Immediately after the US Navy missile destroyed the satellite, the American Embassy in China received “direct confirmation of the results of the anti-satellite test” from the US military command in the Pacific, according to a secret memo.
The strike marked the high point of tensions between Washington and Beijing over the issue of ballistic missile defence. The cables show that China was deeply concerned about America’s plans to place missile defence radars in Japan.
Another document discloses that the US was allegedly developing an “airborne laser system” to counter the threat from “Chinese military build up”.
The Chinese government was said to be “angry” about the US satellite exercise in February 2008.
For months after the US strike, the two countries engaged in tense talks over the issue.
At a summit on defence in June 2008, the American delegation told the Chinese that Washington did not regard China as “an enemy”. China replied that it saw the two powers “as neither allies nor adversaries”.
The Chinese assistant foreign minister complained that the US missile defence programme was not simply “defensive” but also “offensive” because “it includes lasers that attack a missile in launch phase over the sovereign territory of the launching country”.
The most recent cable in the collection was sent from the office of Mrs Clinton in January 2010.
It claimed that US intelligence detected that China had launched a fresh anti-satellite missile test. Crucially, Washington wanted to keep secret its knowledge that the missile test was linked to China’s previous space strikes.
The cable, marked “secret” said the Chinese army had sent an SC-19 missile that successfully destroyed a CSS-X-11 missile about 150 miles above the Earth.
“This test is assessed to have furthered both Chinese ASAT [anti-satellite] and ballistic missile defense technologies,” stated the memo to the US embassy in Beijing.
Mrs Clinton’s cable stressed that “the Obama administration” retained the Bush-era concerns over Chinese space weapon plans.

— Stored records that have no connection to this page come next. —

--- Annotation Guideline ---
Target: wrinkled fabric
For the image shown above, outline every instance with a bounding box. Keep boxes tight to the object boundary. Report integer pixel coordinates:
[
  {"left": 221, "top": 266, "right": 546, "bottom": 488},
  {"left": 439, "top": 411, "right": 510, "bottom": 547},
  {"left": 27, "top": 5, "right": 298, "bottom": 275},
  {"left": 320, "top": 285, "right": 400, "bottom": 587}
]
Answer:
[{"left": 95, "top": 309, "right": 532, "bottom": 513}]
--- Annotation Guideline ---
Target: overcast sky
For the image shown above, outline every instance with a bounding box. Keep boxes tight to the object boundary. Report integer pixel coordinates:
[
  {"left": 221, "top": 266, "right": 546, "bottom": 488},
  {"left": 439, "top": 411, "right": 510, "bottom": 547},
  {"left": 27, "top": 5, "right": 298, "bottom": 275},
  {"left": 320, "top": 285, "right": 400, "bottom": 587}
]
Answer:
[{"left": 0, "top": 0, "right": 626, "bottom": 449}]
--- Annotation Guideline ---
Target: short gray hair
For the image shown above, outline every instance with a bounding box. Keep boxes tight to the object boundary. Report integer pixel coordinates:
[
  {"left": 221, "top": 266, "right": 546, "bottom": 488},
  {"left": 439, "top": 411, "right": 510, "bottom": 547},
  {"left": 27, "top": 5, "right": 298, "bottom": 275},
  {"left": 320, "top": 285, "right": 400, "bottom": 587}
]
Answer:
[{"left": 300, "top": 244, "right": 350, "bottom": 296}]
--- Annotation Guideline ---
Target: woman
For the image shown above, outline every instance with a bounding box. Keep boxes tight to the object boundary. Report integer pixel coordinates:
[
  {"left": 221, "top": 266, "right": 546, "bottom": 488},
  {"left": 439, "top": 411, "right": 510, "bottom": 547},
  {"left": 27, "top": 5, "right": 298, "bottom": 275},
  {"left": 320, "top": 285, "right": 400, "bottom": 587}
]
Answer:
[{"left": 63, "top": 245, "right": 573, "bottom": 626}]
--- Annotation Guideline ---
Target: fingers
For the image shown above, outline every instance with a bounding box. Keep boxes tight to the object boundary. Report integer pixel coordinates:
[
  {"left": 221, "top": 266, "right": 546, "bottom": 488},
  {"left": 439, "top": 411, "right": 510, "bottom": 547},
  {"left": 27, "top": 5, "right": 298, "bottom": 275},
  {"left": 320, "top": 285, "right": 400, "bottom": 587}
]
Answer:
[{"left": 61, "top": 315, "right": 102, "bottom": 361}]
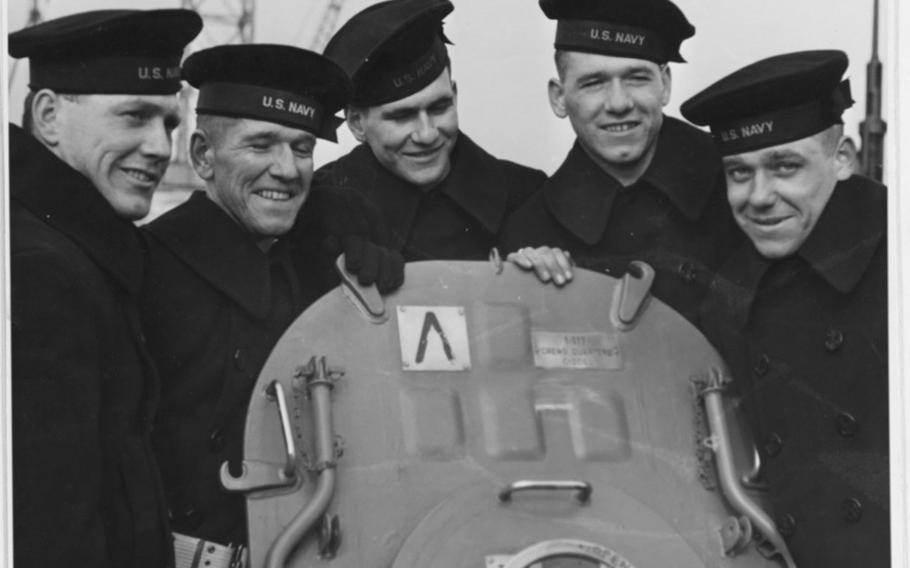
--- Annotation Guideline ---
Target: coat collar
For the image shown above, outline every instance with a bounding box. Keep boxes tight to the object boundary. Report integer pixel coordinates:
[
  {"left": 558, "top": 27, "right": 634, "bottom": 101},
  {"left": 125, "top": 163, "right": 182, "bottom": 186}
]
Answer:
[
  {"left": 713, "top": 176, "right": 887, "bottom": 329},
  {"left": 543, "top": 116, "right": 723, "bottom": 245},
  {"left": 799, "top": 176, "right": 887, "bottom": 294},
  {"left": 331, "top": 132, "right": 510, "bottom": 248},
  {"left": 145, "top": 191, "right": 286, "bottom": 318},
  {"left": 9, "top": 124, "right": 144, "bottom": 296}
]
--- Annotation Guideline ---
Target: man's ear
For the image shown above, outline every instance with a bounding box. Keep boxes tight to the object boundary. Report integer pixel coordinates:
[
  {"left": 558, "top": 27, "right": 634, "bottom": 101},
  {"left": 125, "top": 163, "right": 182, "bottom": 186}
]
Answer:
[
  {"left": 834, "top": 136, "right": 859, "bottom": 181},
  {"left": 190, "top": 128, "right": 215, "bottom": 181},
  {"left": 660, "top": 63, "right": 673, "bottom": 106},
  {"left": 547, "top": 77, "right": 569, "bottom": 118},
  {"left": 32, "top": 89, "right": 63, "bottom": 148},
  {"left": 344, "top": 107, "right": 369, "bottom": 142}
]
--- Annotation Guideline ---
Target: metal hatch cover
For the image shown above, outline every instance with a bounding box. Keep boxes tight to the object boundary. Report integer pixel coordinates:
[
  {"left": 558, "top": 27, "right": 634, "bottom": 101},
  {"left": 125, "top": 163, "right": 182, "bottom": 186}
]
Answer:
[{"left": 237, "top": 261, "right": 776, "bottom": 568}]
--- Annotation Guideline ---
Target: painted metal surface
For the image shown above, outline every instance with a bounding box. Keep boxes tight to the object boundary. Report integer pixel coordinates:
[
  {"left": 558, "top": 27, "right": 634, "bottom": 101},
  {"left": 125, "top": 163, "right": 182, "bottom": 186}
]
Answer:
[{"left": 233, "top": 262, "right": 777, "bottom": 568}]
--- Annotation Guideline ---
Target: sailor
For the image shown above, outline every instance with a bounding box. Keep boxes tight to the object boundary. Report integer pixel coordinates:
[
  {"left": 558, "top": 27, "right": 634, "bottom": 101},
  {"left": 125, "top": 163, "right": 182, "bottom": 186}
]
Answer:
[
  {"left": 136, "top": 44, "right": 403, "bottom": 568},
  {"left": 503, "top": 0, "right": 741, "bottom": 321},
  {"left": 682, "top": 50, "right": 891, "bottom": 567},
  {"left": 317, "top": 0, "right": 544, "bottom": 261},
  {"left": 9, "top": 10, "right": 202, "bottom": 568}
]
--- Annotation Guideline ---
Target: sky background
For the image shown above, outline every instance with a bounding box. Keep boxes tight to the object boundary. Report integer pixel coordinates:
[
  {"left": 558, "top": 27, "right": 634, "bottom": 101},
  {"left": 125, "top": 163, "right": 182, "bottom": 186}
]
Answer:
[{"left": 3, "top": 0, "right": 895, "bottom": 173}]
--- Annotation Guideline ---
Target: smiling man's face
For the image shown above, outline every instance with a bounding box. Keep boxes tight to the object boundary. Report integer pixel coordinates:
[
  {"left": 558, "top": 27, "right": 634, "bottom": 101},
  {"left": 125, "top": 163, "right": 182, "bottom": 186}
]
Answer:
[
  {"left": 550, "top": 51, "right": 670, "bottom": 181},
  {"left": 54, "top": 94, "right": 180, "bottom": 220},
  {"left": 724, "top": 127, "right": 852, "bottom": 259},
  {"left": 192, "top": 116, "right": 316, "bottom": 240},
  {"left": 348, "top": 69, "right": 458, "bottom": 188}
]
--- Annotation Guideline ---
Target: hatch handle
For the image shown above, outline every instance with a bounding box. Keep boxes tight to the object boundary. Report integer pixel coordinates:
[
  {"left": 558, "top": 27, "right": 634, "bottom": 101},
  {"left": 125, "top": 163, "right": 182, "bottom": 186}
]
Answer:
[{"left": 499, "top": 480, "right": 594, "bottom": 503}]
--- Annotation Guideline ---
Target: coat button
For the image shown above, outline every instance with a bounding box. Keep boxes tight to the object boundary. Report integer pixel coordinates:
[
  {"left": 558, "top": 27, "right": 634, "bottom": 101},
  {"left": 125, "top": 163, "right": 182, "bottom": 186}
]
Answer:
[
  {"left": 765, "top": 433, "right": 784, "bottom": 458},
  {"left": 209, "top": 428, "right": 225, "bottom": 453},
  {"left": 825, "top": 327, "right": 844, "bottom": 353},
  {"left": 753, "top": 353, "right": 771, "bottom": 377},
  {"left": 180, "top": 507, "right": 202, "bottom": 532},
  {"left": 777, "top": 513, "right": 796, "bottom": 538},
  {"left": 841, "top": 497, "right": 863, "bottom": 523},
  {"left": 234, "top": 347, "right": 246, "bottom": 371},
  {"left": 676, "top": 260, "right": 698, "bottom": 284},
  {"left": 834, "top": 412, "right": 857, "bottom": 438}
]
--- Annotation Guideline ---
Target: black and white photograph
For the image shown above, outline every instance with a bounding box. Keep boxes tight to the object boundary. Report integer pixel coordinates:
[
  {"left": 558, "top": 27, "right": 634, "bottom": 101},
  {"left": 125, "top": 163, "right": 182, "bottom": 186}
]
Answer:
[{"left": 0, "top": 0, "right": 910, "bottom": 568}]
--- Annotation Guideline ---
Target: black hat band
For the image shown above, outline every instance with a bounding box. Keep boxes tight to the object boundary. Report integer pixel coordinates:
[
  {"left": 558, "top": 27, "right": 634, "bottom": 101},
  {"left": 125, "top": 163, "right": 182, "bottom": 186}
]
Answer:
[
  {"left": 196, "top": 82, "right": 325, "bottom": 137},
  {"left": 29, "top": 54, "right": 180, "bottom": 95},
  {"left": 351, "top": 36, "right": 449, "bottom": 106},
  {"left": 711, "top": 81, "right": 853, "bottom": 156},
  {"left": 553, "top": 20, "right": 668, "bottom": 63}
]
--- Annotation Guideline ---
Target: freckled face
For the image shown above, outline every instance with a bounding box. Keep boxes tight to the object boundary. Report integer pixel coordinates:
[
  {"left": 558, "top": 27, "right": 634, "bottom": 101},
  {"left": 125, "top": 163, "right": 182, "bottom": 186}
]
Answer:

There is growing concern over the potential for nuclear states or terrorists to attack western countries using space. Last September, Dr Liam Fox, the Defence Secretary, warned that rogue countries or terrorist groups could wipe out electronic systems by producing an electromagnetic pulse through a nuclear explosion high above the Earth.
On Wednesday night, a Pentagon spokesman said: “The President’s June 2010 National Space Policy requires the Dept. of Defense (DoD) to have a range of options and capabilities. Our overriding objective is to promote the peaceful use of space.
“The United States did not engage our own satellite to test or demonstrate an anti-satellite (ASAT) capability. The purpose was to prevent the satellite’s hydrazine fuel from causing potential harm to life on the ground.
“To conduct this engagement, we had to make modifications to three sea-based missile defense interceptors, three ships, and the system’s command and control software.
“We have not made these modifications to any other missile defense system, nor do we plan to. Our missile defense systems are not intended or designed to engage satellites.”